Lire aussi: Vidéo. Hooliganisme: 85 policiers blessés et des dizaines d’arrestations après le match AS FAR-MAS

On va imaginer ce schéma. Chaque protagoniste poursuit son intérêt propre avec au milieu et pile dans l’axe: les décideurs en premier lieu, ceux qui prennent la décision et qui décident vraiment, puis les créateurs de la décision et enfin ceux qui l’exécutent. Il y a aussi avec eux ceux qui profitent ou subissent cette décision. A droite, on peut dire en tant qu’observateur lambda ou chevronné de ce monde clair-obscur des ultras qu’il y a des choses que l’on n’arrive pas à saisir. Je parle de la crise en elle-même toujours. Un manque terrible de compréhension, d’appréciation aussi, et cela est mêlé à un désir de chantage d’on ne sait pas qui et dans quel but.

On peut ajouter une certaine volonté d’intimidation et de mauvaise foi de part et d’autre. Et bien évidement, une idée d’une gestion aléatoire tient aussi la route. Toujours dans le sens des éléments concrets, on peut parler de l’erreur humaine potentielle ou logistique et technique, des crises préméditées, de l’exposition de la force musclée, des rumeurs et du manque de perspective ou « lack of purpose » chez la jeunesse, qui reste un élément fatal dans ce genre d’incidents qui impliquent une foule sentimentale manipulée ou instrumentalisée. Je n’ai pas des éléments pour trancher certes, mais cela reste juste une lecture, entre autres, qui tient la route à mon avis.

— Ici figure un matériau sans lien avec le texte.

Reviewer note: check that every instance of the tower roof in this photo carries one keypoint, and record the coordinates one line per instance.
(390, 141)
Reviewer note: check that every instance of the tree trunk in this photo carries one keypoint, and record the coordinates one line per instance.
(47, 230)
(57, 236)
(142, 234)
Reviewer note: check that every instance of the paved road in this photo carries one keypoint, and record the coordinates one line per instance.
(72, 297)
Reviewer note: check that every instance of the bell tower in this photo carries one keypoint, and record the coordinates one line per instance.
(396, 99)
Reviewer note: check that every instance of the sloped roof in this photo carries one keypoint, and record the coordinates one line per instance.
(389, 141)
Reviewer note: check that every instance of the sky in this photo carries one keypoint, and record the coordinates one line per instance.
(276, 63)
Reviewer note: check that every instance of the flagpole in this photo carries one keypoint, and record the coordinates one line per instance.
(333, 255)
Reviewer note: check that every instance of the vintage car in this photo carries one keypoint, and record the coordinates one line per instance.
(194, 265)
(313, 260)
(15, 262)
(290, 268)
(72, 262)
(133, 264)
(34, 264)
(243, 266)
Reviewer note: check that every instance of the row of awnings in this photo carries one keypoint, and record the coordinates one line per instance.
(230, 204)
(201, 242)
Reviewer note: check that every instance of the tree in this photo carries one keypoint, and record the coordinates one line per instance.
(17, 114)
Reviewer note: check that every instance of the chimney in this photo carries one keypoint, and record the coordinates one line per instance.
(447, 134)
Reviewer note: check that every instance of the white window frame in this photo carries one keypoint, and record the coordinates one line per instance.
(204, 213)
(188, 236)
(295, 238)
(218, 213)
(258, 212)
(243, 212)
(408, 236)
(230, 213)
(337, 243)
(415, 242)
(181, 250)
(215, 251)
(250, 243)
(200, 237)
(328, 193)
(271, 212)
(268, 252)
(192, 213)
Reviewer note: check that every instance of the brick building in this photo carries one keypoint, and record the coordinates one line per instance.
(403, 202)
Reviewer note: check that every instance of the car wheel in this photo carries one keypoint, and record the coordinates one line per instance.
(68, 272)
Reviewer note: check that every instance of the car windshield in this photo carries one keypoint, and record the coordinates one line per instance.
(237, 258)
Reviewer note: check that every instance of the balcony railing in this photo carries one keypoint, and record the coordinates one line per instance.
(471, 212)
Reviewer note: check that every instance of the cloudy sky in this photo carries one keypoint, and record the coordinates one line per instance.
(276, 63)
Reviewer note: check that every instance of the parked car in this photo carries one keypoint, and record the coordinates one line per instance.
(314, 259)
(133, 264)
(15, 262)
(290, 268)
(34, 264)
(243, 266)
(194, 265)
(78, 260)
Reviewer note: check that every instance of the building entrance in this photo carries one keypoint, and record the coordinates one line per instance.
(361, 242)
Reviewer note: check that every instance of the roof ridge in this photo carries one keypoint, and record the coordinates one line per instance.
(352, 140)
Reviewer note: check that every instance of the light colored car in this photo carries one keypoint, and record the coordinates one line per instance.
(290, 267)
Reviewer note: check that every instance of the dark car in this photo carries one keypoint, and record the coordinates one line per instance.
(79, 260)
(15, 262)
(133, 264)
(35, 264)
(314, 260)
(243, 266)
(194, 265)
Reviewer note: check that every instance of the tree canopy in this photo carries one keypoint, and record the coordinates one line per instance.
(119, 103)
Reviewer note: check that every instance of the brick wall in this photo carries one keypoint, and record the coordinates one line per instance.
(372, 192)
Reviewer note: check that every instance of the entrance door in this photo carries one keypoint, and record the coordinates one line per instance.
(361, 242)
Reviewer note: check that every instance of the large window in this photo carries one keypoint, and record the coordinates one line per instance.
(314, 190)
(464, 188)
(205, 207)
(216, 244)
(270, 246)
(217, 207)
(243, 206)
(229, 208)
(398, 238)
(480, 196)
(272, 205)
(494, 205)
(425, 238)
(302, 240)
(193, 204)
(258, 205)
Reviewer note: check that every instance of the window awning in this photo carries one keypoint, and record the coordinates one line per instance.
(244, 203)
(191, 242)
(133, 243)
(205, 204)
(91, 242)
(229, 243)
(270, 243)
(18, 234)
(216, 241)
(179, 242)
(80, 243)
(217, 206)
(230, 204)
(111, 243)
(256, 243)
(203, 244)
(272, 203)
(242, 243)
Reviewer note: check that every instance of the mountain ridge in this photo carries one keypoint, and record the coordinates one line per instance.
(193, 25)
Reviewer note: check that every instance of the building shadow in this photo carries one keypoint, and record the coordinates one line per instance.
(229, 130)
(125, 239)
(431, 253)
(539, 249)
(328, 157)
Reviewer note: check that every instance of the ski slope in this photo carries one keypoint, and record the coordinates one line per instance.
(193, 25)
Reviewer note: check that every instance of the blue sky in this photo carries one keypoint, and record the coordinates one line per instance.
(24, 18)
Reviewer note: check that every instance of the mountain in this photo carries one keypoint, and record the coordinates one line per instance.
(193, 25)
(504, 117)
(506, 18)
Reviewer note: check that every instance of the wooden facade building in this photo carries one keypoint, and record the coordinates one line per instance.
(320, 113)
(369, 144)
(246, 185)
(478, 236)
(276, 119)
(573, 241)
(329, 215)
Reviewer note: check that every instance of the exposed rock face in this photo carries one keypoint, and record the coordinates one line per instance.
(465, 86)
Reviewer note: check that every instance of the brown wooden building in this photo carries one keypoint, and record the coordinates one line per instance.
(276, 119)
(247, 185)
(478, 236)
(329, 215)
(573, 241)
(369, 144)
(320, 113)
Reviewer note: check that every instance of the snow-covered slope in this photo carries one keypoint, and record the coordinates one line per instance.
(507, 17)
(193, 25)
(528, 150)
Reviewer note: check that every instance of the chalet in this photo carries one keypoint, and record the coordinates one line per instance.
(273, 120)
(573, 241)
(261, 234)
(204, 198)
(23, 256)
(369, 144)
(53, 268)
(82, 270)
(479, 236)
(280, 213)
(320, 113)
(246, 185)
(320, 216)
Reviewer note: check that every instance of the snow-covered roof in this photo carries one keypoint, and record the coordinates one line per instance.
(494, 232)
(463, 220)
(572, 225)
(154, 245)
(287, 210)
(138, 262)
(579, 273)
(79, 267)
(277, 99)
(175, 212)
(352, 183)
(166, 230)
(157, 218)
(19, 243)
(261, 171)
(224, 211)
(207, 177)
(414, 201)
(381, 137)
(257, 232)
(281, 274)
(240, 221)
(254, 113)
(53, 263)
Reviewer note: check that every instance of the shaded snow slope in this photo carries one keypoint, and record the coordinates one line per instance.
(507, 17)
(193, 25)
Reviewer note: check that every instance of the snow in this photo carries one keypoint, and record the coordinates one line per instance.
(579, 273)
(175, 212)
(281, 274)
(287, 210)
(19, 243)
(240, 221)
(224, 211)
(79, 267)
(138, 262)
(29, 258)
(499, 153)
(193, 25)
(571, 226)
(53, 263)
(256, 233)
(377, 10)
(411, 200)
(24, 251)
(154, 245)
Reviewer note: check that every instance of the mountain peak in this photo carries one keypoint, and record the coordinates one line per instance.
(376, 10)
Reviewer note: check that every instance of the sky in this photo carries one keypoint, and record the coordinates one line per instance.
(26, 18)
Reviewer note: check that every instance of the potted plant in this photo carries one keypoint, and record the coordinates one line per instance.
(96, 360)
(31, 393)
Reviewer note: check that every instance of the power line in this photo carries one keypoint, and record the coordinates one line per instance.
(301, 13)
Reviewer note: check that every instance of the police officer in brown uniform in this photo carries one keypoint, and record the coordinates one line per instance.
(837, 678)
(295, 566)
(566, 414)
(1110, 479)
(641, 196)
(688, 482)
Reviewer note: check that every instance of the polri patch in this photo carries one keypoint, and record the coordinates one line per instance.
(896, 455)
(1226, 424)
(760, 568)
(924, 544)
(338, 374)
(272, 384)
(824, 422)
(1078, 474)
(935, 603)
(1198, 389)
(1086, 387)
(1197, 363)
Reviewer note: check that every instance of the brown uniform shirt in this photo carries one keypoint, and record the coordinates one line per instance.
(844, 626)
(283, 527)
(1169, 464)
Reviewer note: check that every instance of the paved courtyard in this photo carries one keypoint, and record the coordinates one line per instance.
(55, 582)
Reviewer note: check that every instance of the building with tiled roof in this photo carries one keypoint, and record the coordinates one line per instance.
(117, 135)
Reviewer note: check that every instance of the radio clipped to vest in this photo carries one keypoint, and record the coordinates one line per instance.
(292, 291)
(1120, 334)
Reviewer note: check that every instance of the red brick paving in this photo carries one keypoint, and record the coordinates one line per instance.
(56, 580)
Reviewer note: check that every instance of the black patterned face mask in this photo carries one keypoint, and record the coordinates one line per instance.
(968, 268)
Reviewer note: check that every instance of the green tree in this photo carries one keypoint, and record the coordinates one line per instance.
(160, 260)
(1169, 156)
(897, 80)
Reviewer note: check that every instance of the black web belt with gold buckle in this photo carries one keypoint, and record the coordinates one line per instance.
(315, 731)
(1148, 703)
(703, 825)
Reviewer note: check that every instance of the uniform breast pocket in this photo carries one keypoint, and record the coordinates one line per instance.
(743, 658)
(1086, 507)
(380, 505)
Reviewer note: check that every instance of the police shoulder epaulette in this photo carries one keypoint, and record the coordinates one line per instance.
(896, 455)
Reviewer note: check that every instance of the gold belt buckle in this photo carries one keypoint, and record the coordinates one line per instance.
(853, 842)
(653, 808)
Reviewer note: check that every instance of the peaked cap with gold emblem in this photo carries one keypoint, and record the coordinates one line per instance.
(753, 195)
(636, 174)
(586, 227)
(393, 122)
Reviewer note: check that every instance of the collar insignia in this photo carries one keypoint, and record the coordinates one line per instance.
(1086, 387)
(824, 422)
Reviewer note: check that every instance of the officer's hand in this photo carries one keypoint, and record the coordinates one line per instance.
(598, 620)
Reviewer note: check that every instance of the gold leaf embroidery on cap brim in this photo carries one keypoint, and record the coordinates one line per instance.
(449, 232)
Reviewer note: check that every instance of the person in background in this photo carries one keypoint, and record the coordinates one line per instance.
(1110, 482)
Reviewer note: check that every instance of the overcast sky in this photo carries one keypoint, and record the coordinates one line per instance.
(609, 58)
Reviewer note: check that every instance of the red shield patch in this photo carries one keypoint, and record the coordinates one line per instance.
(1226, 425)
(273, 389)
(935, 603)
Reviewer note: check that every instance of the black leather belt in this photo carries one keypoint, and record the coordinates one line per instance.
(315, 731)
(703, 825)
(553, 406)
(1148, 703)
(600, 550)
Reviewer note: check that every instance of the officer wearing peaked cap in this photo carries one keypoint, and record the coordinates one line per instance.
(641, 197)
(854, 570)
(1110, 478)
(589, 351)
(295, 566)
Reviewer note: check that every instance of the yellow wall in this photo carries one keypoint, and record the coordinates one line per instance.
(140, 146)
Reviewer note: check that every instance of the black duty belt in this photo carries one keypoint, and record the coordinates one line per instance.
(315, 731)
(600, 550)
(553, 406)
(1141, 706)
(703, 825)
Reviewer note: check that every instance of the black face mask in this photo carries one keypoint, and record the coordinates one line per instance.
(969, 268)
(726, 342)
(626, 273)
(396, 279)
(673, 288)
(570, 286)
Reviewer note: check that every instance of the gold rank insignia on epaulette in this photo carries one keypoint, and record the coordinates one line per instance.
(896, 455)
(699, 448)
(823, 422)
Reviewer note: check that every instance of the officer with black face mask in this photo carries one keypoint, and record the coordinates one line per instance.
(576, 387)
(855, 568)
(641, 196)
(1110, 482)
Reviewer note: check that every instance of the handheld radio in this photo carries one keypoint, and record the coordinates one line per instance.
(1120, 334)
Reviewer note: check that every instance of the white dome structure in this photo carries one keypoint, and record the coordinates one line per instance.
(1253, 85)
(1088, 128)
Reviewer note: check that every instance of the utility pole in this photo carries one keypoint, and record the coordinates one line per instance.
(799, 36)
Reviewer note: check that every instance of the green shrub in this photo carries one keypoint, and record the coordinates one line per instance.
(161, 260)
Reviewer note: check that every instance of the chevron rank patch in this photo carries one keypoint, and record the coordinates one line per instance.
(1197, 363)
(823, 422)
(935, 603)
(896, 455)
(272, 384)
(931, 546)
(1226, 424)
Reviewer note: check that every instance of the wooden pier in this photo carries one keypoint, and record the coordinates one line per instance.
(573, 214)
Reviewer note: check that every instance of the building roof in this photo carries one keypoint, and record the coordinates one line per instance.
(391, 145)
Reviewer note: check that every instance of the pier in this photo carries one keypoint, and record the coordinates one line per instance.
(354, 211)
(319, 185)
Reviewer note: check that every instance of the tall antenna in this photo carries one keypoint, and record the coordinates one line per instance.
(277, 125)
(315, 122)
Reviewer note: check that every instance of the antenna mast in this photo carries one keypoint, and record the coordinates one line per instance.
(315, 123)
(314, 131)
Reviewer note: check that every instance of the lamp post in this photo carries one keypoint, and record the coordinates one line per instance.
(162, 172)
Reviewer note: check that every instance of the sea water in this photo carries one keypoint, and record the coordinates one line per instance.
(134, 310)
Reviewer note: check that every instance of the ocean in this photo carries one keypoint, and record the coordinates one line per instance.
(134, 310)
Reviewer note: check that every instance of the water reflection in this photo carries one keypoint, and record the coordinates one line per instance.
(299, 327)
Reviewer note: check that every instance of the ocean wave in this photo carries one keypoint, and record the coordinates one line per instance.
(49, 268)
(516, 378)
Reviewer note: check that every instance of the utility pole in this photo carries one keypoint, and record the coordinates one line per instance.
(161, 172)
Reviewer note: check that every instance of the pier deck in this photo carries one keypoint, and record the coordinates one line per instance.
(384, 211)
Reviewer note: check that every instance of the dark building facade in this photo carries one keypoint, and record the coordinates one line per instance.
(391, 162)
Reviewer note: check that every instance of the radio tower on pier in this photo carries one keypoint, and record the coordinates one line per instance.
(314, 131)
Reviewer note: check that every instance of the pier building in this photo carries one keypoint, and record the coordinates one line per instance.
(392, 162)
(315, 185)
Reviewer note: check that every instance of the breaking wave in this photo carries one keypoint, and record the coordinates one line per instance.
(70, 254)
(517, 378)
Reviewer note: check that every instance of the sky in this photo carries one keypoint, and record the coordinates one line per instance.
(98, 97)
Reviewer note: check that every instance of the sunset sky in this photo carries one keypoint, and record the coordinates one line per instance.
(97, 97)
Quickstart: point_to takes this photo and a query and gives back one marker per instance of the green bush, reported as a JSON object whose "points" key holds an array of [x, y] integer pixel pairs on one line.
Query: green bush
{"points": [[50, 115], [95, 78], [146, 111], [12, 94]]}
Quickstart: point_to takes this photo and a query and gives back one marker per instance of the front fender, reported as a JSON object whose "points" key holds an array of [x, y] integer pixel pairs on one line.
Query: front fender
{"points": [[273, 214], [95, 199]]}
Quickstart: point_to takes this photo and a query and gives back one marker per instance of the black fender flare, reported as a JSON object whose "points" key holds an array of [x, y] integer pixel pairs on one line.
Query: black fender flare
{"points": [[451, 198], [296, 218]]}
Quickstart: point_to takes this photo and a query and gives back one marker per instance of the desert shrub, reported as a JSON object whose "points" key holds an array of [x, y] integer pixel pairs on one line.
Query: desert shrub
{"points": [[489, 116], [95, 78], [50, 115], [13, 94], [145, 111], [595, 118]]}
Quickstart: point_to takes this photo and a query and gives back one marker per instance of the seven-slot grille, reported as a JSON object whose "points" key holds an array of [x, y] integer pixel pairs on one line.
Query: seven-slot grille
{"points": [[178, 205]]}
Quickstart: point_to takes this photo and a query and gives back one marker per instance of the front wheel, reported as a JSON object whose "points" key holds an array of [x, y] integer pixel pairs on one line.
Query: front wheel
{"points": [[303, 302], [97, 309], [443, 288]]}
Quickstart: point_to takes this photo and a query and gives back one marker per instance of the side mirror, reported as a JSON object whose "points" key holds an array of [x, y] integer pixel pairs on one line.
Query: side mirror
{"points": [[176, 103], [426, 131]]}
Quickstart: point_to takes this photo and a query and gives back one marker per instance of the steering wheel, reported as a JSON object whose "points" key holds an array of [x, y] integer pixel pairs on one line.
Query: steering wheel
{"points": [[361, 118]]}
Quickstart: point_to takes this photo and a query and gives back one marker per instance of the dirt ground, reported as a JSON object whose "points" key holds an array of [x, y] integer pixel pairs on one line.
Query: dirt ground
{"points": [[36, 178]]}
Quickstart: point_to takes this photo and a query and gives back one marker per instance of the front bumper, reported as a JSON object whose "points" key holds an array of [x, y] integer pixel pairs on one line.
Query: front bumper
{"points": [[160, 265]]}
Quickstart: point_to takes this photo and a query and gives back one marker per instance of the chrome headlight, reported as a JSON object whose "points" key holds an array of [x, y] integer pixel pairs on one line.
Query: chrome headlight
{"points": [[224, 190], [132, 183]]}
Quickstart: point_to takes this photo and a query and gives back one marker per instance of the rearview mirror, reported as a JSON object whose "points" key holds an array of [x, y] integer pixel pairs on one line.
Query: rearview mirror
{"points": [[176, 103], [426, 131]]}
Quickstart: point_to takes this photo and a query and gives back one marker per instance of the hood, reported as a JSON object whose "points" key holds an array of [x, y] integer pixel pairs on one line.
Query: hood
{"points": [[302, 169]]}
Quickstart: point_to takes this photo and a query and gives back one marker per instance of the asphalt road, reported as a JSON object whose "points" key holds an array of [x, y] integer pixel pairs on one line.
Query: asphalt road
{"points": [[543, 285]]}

Beaucoup accusent les ultras des FAR, déjà impliqués dans d’autres événements violents, dont le jeudi noir à Casablanca, d’être les premiers responsables. Qu’en pensez-vous ?

Là, il s’agit bien des Faraouistes, on ne peut pas le nier. Ils ont déjà récidivé par le passé, loin de la diabolisation de qui ce soit qui s’inscrit dans ce mouvement.

Qu’est-ce qu’il faut faire pour mettre fin à ces violences ?

Il faut des sanctions exemplaires et un accompagnement pour ne pas désocialiser à jamais ce mineur impliqué dans les actes de violence ou celui qui s’avère vraiment dans son premier coup et prévoir des mesures coercitives bien adaptées. Le but de la réclusion n’est pas de produire en fin de compte un élément rejeté qui va sortir pour se venger davantage de la société mais de donner l’exemple et changer sa manière de voir.

Ce jeune est notre produit social et nous sommes tous responsables. Il est temps d’investir dans nos jeunes et de mettre en œuvre une politique pour eux et des programmes qui les intègrent toutes et tous. Sinon, nous aurons que des bombes à retardement qui pourraient exploser n’importe quand et n’importe où. L’approche sécuritaire est incontournable et essentielle, sans aucun doute, et personne ne peut dire le contraire certes, mais il serait recommandable de les accompagner avec une approche sociale, socioculturelle et préventive.